Et puis, il y a encore la sigillaire, arbre fossile du carbonifère dont le tronc porte des empreintes en forme de, de, de... sceau.

fossile de sigillaire retrouvé dans les schistes houillers
(mais oui, oh ! avec un peu d'imagination et beaucoup de boisson,
vous les voyez parfaitement, les sceaux.)


premiers pas dans la fabrication d'une sigillaire
(le processus complet prendra plusieurs millions d'années)




Quant au verbe sceller, il est issu du latin populaire (reconstruit, non attesté) *sigellare, altération du bas latin sigillare, lui-même dérivé du classique... sigillum, et signifie à ses débuts,
et en toute logique,
appliquer un sceau (sur un acte) pour l'authentifier”.

- Mais ? Sceller, c'est aussi fixer un objet avec du ciment, ou du plâtre, ou de la chaux, enfin ! Quel rapport ?

sceller une poutre en bois


- Oui, vous avez parfaitement raison !

Si, vers la fin du XIème, le verbe signifie proprement appliquer un seau, dès le début du XIIème apparaîtra son sens analogiquefermer hermétiquement...”.

Et par extension, fixer dans un mur avec du plâtre...”.


Allons, poursuivons.

Avec seing.

Oui, le français seing, attesté entre 1165 et 1170, est bien issu de sīgnum.

En un premier temps, on ne le rencontre que dans des emplois spécialisés, pour marque sur la peau, ou marque pour délimiter une zone de chasse...

Ce n'est que depuis la fin du XIIIème qu'il (re-)prend le sens général de son illustre étymon, marque, signe...”...

En effet, et en particulier, il désignera la marque imprimée au moyen d'un instrument.

Le seing, quoi.


- Mais ?? Quelle est la différence entre un seing et un sceau, alors ?
- Le sceau est apposé par la juridiction.
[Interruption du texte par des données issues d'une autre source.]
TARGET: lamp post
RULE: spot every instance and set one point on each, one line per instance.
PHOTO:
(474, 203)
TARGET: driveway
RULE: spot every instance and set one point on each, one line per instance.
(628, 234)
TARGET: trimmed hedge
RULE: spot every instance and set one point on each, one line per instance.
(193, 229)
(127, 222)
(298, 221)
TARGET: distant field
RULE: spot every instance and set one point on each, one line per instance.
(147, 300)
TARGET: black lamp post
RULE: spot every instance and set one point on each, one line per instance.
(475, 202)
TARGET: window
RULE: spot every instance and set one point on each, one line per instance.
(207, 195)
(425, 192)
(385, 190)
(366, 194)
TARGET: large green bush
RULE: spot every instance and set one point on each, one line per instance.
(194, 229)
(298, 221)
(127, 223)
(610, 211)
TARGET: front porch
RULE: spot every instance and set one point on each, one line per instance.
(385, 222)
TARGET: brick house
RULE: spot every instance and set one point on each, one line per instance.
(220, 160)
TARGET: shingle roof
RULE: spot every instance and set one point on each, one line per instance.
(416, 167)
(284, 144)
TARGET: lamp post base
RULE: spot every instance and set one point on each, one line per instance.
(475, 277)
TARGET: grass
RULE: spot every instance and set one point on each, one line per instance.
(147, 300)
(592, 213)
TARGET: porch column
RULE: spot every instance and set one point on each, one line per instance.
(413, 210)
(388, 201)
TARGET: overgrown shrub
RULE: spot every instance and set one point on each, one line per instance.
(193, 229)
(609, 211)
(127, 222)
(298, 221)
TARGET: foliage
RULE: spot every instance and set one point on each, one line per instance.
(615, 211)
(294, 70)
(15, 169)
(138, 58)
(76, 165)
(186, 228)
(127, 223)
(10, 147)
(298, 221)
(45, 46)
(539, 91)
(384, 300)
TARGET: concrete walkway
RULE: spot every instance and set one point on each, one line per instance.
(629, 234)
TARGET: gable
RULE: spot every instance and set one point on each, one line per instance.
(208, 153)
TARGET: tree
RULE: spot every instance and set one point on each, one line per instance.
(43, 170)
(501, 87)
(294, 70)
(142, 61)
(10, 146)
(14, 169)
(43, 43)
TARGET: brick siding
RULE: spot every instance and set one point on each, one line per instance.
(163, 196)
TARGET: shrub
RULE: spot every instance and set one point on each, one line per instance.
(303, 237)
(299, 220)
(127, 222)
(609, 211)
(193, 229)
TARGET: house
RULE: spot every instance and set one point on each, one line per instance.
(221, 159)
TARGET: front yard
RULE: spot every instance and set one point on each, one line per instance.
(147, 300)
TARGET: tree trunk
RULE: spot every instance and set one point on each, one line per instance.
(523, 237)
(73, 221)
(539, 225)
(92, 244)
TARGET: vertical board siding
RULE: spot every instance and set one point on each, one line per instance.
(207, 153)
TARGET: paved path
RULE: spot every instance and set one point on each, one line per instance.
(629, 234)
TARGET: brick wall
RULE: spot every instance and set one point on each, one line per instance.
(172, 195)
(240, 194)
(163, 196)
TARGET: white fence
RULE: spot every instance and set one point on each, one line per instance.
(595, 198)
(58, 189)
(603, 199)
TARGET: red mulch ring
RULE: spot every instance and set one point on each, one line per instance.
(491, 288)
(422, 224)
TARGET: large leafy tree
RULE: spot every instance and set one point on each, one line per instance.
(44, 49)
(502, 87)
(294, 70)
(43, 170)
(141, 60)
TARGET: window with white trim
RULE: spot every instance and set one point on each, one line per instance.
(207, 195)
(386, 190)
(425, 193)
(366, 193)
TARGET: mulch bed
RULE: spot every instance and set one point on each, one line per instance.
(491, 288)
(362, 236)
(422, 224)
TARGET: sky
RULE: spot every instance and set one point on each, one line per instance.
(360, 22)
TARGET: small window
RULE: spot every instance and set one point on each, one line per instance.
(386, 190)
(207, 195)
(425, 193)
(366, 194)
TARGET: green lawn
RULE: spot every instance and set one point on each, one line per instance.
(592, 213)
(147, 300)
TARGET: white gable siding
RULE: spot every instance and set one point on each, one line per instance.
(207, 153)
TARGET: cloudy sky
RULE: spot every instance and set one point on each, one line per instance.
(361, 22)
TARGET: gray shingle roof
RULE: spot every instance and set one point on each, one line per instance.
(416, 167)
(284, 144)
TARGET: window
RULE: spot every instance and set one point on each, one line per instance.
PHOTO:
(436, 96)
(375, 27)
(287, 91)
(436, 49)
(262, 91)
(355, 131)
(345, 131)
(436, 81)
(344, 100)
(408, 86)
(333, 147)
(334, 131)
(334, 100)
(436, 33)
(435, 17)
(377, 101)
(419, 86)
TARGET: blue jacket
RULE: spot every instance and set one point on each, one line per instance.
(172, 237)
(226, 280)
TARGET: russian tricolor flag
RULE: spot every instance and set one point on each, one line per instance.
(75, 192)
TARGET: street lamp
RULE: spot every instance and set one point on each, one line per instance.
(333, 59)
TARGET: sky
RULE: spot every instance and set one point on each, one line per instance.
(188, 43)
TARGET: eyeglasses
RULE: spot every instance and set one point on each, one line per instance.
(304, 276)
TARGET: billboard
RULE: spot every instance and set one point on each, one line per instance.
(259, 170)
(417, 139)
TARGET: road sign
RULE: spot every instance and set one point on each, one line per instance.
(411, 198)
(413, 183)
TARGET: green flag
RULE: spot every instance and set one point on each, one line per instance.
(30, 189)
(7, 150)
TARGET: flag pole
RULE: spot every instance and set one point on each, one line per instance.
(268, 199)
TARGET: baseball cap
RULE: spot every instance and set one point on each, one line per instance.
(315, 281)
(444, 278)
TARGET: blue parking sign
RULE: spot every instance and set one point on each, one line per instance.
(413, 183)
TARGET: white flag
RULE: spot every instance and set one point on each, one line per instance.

Alors que le seing, ou même seing manuel, devrait plutôt être vu comme une signature, personnelle...

En tout cas, le mot prendra le sens de signature dès la fin du XIIIème, et il est attesté sous ce sens juridique de signature qui atteste l'authenticité d'un acte au XIVème.

Un notaire, par exemple, apposera son seing manuel sur le sceau, pour en renforcer l'authenticité.


seing, marque de notaire
(source)


apposer un seing (ici, sur la table)





Il est encore un dérivé de sīgnum qui correspond à un signal d'alarme...




Pour être précis, je dois vous dire qu'il s'agit d'un composé.

Et c'est le deuxième (et dernier) terme de ce composé qui est un magnifique dérivé de sīgnum.


pom pom pom...


Une idée ?


Allez, je vous donne un indice...


(oh, la voix de Fred Mella !)



Oui, vous avez trouvé ?





OUI ! Le... tocsin.

Le mot est un emprunt du XIVème à l'ancien provençal tocasenh, de même sens, qui est formé de...
  • toca, dérivé de tocar, qui signifiait toucher, heurter” - pensez à toccata, de l'italien toccare, toucher”, pièce pour instruments à clavier -, et ici, spécialement sonner les cloches”,
et d'un dérivé du latin sīgnum,
  • senh, cloche”. 

Senh, cloche
??

Eh oui. Encore une fois, c'est l'idée de signe, ou ici, plus précisément, de signal qu'il faut retenir. Ce n'est pas la cloche en tant que telle qui importe ici, mais le signal qu'elle doit transmettre.
Car le tocsin désigne très particulièrement le tintement d'une cloche servant... à donner l'alarme. Puis, par métonymie, la cloche en elle-même.



Encore un mot, et nous en resterons là pour ce dimanche.

Je suis fatigué, en manque d'inspiration, et j'ai besoin de sommeil...


Voici la définition la plus actuelle de ce vieux mot (attesté vers 1173 !), telle qu'Alain Rey nous la donne :
Couleur d'un rouge éclatant obtenue par un colorant tiré de la cochenille et utilisée en teinturerie.

Oui ?



Oui ! Écarlate.

Vous aurez reconnu ci-dessus un cliché tiré de la série La Servante écarlate, ou plutôt The Handmaid's Tale.


Écarlate !

Vous vous y attendiez, franchement ?

Écarlate (1168) descend du latin médiéval scarlatum / scarlata“drap ou étoffe écarlate, de couleurs éclatantes”.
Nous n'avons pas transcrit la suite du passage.